I need to find a way to get off this horse before I disappear over the far horizon and I have an idea. There is hardly a more innocuous movie that The Wedding Date, starring Debra Messing and Dermot Mulroney. Messing takes Mulroney to the wedding of her sister, pretending that he is her fiancé when in fact he is a professional escort. Messing is concerned that the proceedings will go well, but they start going badly as soon as she and her “wedding date “ arrive.
The house is crowded with guests and over the speaker system comes the voice of Messing’s mother, a woman with no social sense whatever. “Oh sweet Jesus,” says Messing, “Who gave that woman an amp?”
Now the mother, the person herself, is who she is. And if she were that person in a receiving line or huddling quietly in a corner with long-time friends, that would be one thing. Giving her the tools to dominate the auditory space of all the guests at the same time is another thing entirely.

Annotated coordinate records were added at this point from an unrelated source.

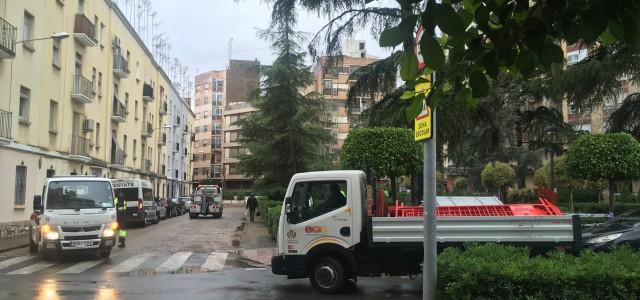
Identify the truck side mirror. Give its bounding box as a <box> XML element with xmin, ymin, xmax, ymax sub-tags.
<box><xmin>33</xmin><ymin>195</ymin><xmax>42</xmax><ymax>212</ymax></box>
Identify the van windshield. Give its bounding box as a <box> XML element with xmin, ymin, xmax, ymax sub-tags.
<box><xmin>46</xmin><ymin>181</ymin><xmax>113</xmax><ymax>209</ymax></box>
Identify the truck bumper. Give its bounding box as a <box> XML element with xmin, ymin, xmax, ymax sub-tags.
<box><xmin>271</xmin><ymin>255</ymin><xmax>308</xmax><ymax>279</ymax></box>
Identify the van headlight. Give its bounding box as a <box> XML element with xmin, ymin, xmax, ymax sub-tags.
<box><xmin>45</xmin><ymin>231</ymin><xmax>60</xmax><ymax>241</ymax></box>
<box><xmin>587</xmin><ymin>233</ymin><xmax>622</xmax><ymax>244</ymax></box>
<box><xmin>102</xmin><ymin>228</ymin><xmax>114</xmax><ymax>237</ymax></box>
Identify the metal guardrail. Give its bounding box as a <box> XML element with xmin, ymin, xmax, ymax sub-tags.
<box><xmin>0</xmin><ymin>18</ymin><xmax>18</xmax><ymax>57</ymax></box>
<box><xmin>71</xmin><ymin>75</ymin><xmax>93</xmax><ymax>99</ymax></box>
<box><xmin>0</xmin><ymin>109</ymin><xmax>12</xmax><ymax>139</ymax></box>
<box><xmin>372</xmin><ymin>215</ymin><xmax>574</xmax><ymax>243</ymax></box>
<box><xmin>69</xmin><ymin>135</ymin><xmax>89</xmax><ymax>156</ymax></box>
<box><xmin>73</xmin><ymin>14</ymin><xmax>96</xmax><ymax>42</ymax></box>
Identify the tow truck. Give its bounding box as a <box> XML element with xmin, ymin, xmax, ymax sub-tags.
<box><xmin>189</xmin><ymin>185</ymin><xmax>224</xmax><ymax>219</ymax></box>
<box><xmin>271</xmin><ymin>171</ymin><xmax>582</xmax><ymax>294</ymax></box>
<box><xmin>29</xmin><ymin>176</ymin><xmax>118</xmax><ymax>259</ymax></box>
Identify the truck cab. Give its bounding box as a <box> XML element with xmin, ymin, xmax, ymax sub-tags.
<box><xmin>29</xmin><ymin>176</ymin><xmax>118</xmax><ymax>258</ymax></box>
<box><xmin>111</xmin><ymin>179</ymin><xmax>155</xmax><ymax>226</ymax></box>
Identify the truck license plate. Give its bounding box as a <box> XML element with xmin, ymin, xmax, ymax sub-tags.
<box><xmin>71</xmin><ymin>241</ymin><xmax>93</xmax><ymax>247</ymax></box>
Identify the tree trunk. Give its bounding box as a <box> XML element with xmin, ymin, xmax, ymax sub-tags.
<box><xmin>569</xmin><ymin>189</ymin><xmax>573</xmax><ymax>212</ymax></box>
<box><xmin>391</xmin><ymin>176</ymin><xmax>398</xmax><ymax>203</ymax></box>
<box><xmin>609</xmin><ymin>179</ymin><xmax>614</xmax><ymax>216</ymax></box>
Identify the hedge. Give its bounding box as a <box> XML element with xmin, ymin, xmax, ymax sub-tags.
<box><xmin>438</xmin><ymin>244</ymin><xmax>640</xmax><ymax>300</ymax></box>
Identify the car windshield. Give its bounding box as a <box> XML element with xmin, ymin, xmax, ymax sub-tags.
<box><xmin>592</xmin><ymin>210</ymin><xmax>640</xmax><ymax>233</ymax></box>
<box><xmin>46</xmin><ymin>181</ymin><xmax>113</xmax><ymax>209</ymax></box>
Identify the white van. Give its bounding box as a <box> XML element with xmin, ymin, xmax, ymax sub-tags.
<box><xmin>29</xmin><ymin>176</ymin><xmax>118</xmax><ymax>258</ymax></box>
<box><xmin>111</xmin><ymin>179</ymin><xmax>157</xmax><ymax>226</ymax></box>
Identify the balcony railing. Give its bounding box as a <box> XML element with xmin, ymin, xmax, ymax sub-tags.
<box><xmin>73</xmin><ymin>14</ymin><xmax>96</xmax><ymax>47</ymax></box>
<box><xmin>142</xmin><ymin>159</ymin><xmax>151</xmax><ymax>172</ymax></box>
<box><xmin>69</xmin><ymin>135</ymin><xmax>89</xmax><ymax>157</ymax></box>
<box><xmin>71</xmin><ymin>75</ymin><xmax>93</xmax><ymax>103</ymax></box>
<box><xmin>111</xmin><ymin>141</ymin><xmax>124</xmax><ymax>166</ymax></box>
<box><xmin>113</xmin><ymin>53</ymin><xmax>129</xmax><ymax>78</ymax></box>
<box><xmin>0</xmin><ymin>109</ymin><xmax>11</xmax><ymax>140</ymax></box>
<box><xmin>0</xmin><ymin>18</ymin><xmax>18</xmax><ymax>58</ymax></box>
<box><xmin>142</xmin><ymin>83</ymin><xmax>153</xmax><ymax>102</ymax></box>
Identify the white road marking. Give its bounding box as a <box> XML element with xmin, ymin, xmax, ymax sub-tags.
<box><xmin>7</xmin><ymin>262</ymin><xmax>55</xmax><ymax>275</ymax></box>
<box><xmin>107</xmin><ymin>253</ymin><xmax>153</xmax><ymax>273</ymax></box>
<box><xmin>58</xmin><ymin>259</ymin><xmax>105</xmax><ymax>274</ymax></box>
<box><xmin>0</xmin><ymin>256</ymin><xmax>35</xmax><ymax>270</ymax></box>
<box><xmin>156</xmin><ymin>251</ymin><xmax>193</xmax><ymax>273</ymax></box>
<box><xmin>200</xmin><ymin>252</ymin><xmax>229</xmax><ymax>272</ymax></box>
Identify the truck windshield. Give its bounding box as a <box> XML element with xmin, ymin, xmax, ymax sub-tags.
<box><xmin>46</xmin><ymin>181</ymin><xmax>113</xmax><ymax>209</ymax></box>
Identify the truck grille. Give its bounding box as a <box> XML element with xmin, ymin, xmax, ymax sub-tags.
<box><xmin>64</xmin><ymin>234</ymin><xmax>98</xmax><ymax>241</ymax></box>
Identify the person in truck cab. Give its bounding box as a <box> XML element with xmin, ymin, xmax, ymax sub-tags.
<box><xmin>113</xmin><ymin>192</ymin><xmax>127</xmax><ymax>248</ymax></box>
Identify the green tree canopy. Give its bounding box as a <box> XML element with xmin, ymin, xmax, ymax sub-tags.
<box><xmin>237</xmin><ymin>7</ymin><xmax>331</xmax><ymax>199</ymax></box>
<box><xmin>480</xmin><ymin>161</ymin><xmax>516</xmax><ymax>197</ymax></box>
<box><xmin>566</xmin><ymin>133</ymin><xmax>640</xmax><ymax>211</ymax></box>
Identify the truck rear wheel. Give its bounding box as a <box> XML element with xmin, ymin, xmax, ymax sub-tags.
<box><xmin>309</xmin><ymin>257</ymin><xmax>346</xmax><ymax>294</ymax></box>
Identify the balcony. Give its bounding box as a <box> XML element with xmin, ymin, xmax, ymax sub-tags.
<box><xmin>111</xmin><ymin>141</ymin><xmax>124</xmax><ymax>166</ymax></box>
<box><xmin>73</xmin><ymin>14</ymin><xmax>96</xmax><ymax>47</ymax></box>
<box><xmin>142</xmin><ymin>122</ymin><xmax>153</xmax><ymax>138</ymax></box>
<box><xmin>158</xmin><ymin>133</ymin><xmax>167</xmax><ymax>146</ymax></box>
<box><xmin>0</xmin><ymin>109</ymin><xmax>11</xmax><ymax>144</ymax></box>
<box><xmin>142</xmin><ymin>83</ymin><xmax>153</xmax><ymax>102</ymax></box>
<box><xmin>0</xmin><ymin>18</ymin><xmax>18</xmax><ymax>59</ymax></box>
<box><xmin>111</xmin><ymin>97</ymin><xmax>127</xmax><ymax>123</ymax></box>
<box><xmin>160</xmin><ymin>102</ymin><xmax>167</xmax><ymax>116</ymax></box>
<box><xmin>69</xmin><ymin>135</ymin><xmax>91</xmax><ymax>162</ymax></box>
<box><xmin>113</xmin><ymin>53</ymin><xmax>129</xmax><ymax>79</ymax></box>
<box><xmin>71</xmin><ymin>75</ymin><xmax>93</xmax><ymax>104</ymax></box>
<box><xmin>142</xmin><ymin>159</ymin><xmax>151</xmax><ymax>172</ymax></box>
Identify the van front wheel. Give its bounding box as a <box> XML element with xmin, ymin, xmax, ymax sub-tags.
<box><xmin>309</xmin><ymin>257</ymin><xmax>346</xmax><ymax>294</ymax></box>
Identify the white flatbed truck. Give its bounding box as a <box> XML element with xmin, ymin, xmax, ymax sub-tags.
<box><xmin>272</xmin><ymin>171</ymin><xmax>582</xmax><ymax>294</ymax></box>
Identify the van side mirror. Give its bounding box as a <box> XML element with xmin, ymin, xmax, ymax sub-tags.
<box><xmin>33</xmin><ymin>195</ymin><xmax>42</xmax><ymax>211</ymax></box>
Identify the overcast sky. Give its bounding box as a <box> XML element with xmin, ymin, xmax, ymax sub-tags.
<box><xmin>151</xmin><ymin>0</ymin><xmax>389</xmax><ymax>76</ymax></box>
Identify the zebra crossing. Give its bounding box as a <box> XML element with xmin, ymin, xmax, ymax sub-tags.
<box><xmin>0</xmin><ymin>251</ymin><xmax>239</xmax><ymax>276</ymax></box>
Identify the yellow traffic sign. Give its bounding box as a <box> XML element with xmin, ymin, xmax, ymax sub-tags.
<box><xmin>413</xmin><ymin>106</ymin><xmax>432</xmax><ymax>142</ymax></box>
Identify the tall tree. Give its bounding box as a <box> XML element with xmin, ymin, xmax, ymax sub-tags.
<box><xmin>237</xmin><ymin>3</ymin><xmax>331</xmax><ymax>199</ymax></box>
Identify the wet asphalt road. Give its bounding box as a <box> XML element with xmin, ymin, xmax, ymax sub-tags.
<box><xmin>0</xmin><ymin>205</ymin><xmax>421</xmax><ymax>300</ymax></box>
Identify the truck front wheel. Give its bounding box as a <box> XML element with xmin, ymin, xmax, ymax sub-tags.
<box><xmin>309</xmin><ymin>257</ymin><xmax>346</xmax><ymax>294</ymax></box>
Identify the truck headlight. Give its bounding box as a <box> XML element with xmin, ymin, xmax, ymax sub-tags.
<box><xmin>45</xmin><ymin>231</ymin><xmax>60</xmax><ymax>240</ymax></box>
<box><xmin>102</xmin><ymin>228</ymin><xmax>114</xmax><ymax>237</ymax></box>
<box><xmin>587</xmin><ymin>233</ymin><xmax>622</xmax><ymax>244</ymax></box>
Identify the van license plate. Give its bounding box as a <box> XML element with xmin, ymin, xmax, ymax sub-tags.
<box><xmin>71</xmin><ymin>241</ymin><xmax>93</xmax><ymax>247</ymax></box>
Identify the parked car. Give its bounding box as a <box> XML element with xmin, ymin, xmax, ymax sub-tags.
<box><xmin>582</xmin><ymin>209</ymin><xmax>640</xmax><ymax>251</ymax></box>
<box><xmin>155</xmin><ymin>200</ymin><xmax>167</xmax><ymax>224</ymax></box>
<box><xmin>164</xmin><ymin>199</ymin><xmax>178</xmax><ymax>218</ymax></box>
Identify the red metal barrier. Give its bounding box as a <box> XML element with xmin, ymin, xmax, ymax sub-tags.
<box><xmin>388</xmin><ymin>198</ymin><xmax>562</xmax><ymax>217</ymax></box>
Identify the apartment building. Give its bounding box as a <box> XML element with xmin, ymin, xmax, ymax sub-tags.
<box><xmin>193</xmin><ymin>70</ymin><xmax>227</xmax><ymax>181</ymax></box>
<box><xmin>309</xmin><ymin>40</ymin><xmax>378</xmax><ymax>162</ymax></box>
<box><xmin>0</xmin><ymin>0</ymin><xmax>194</xmax><ymax>232</ymax></box>
<box><xmin>193</xmin><ymin>59</ymin><xmax>261</xmax><ymax>191</ymax></box>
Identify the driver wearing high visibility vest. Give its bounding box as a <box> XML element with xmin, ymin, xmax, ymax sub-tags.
<box><xmin>113</xmin><ymin>196</ymin><xmax>127</xmax><ymax>248</ymax></box>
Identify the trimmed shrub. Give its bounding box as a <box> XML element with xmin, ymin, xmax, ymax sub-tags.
<box><xmin>438</xmin><ymin>244</ymin><xmax>640</xmax><ymax>300</ymax></box>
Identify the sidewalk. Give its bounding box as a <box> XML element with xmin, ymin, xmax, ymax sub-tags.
<box><xmin>240</xmin><ymin>212</ymin><xmax>277</xmax><ymax>266</ymax></box>
<box><xmin>0</xmin><ymin>234</ymin><xmax>29</xmax><ymax>252</ymax></box>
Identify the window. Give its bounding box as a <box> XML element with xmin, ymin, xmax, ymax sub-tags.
<box><xmin>98</xmin><ymin>72</ymin><xmax>102</xmax><ymax>97</ymax></box>
<box><xmin>51</xmin><ymin>40</ymin><xmax>60</xmax><ymax>69</ymax></box>
<box><xmin>49</xmin><ymin>100</ymin><xmax>58</xmax><ymax>133</ymax></box>
<box><xmin>229</xmin><ymin>131</ymin><xmax>238</xmax><ymax>143</ymax></box>
<box><xmin>287</xmin><ymin>181</ymin><xmax>347</xmax><ymax>224</ymax></box>
<box><xmin>22</xmin><ymin>10</ymin><xmax>35</xmax><ymax>51</ymax></box>
<box><xmin>91</xmin><ymin>68</ymin><xmax>98</xmax><ymax>95</ymax></box>
<box><xmin>18</xmin><ymin>86</ymin><xmax>31</xmax><ymax>123</ymax></box>
<box><xmin>96</xmin><ymin>123</ymin><xmax>100</xmax><ymax>148</ymax></box>
<box><xmin>13</xmin><ymin>166</ymin><xmax>27</xmax><ymax>206</ymax></box>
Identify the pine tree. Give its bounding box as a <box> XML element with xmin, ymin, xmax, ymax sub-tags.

And that’s what I’m talking about. President Trump isn’t newly narcissistic. But he is newly President.
 Men more than women, according to a recent study. I doubt that, myself. I haven’t done any studies and I don’t know the literature, but I am quite certain that as interest in this topic proceeds, we disc”over that there are “different kinds of narcissim (depending on the trait being measured) and that men are more commonly afflicted by some kinds, women by other kinds. Watch and see.
 That is the first line or so of Wikipedia’s very chaste account of the condition.
 I am referring here the the full-blown personality disorder now being called NPD, which probably does not please the German political party (Nationaldemokratische Deutschland) with shares the acronym.
 That is, in fact, the subtitle of her 2008 book, “Why is always about you?”
 For the record, I deny the charge that I chose these particular traits because they spell SMEEP and are, therefore, easy to remember.
 Rachel Maddow is a commentator/new anchor of the far left, a proponent of what I called in my most recent post “niche journalism.” I am not relying on her judgment about the merits of the news clips, only that they are, in fact, circulating on social media in the middle east and that they are subtitled in Arabic, as shown.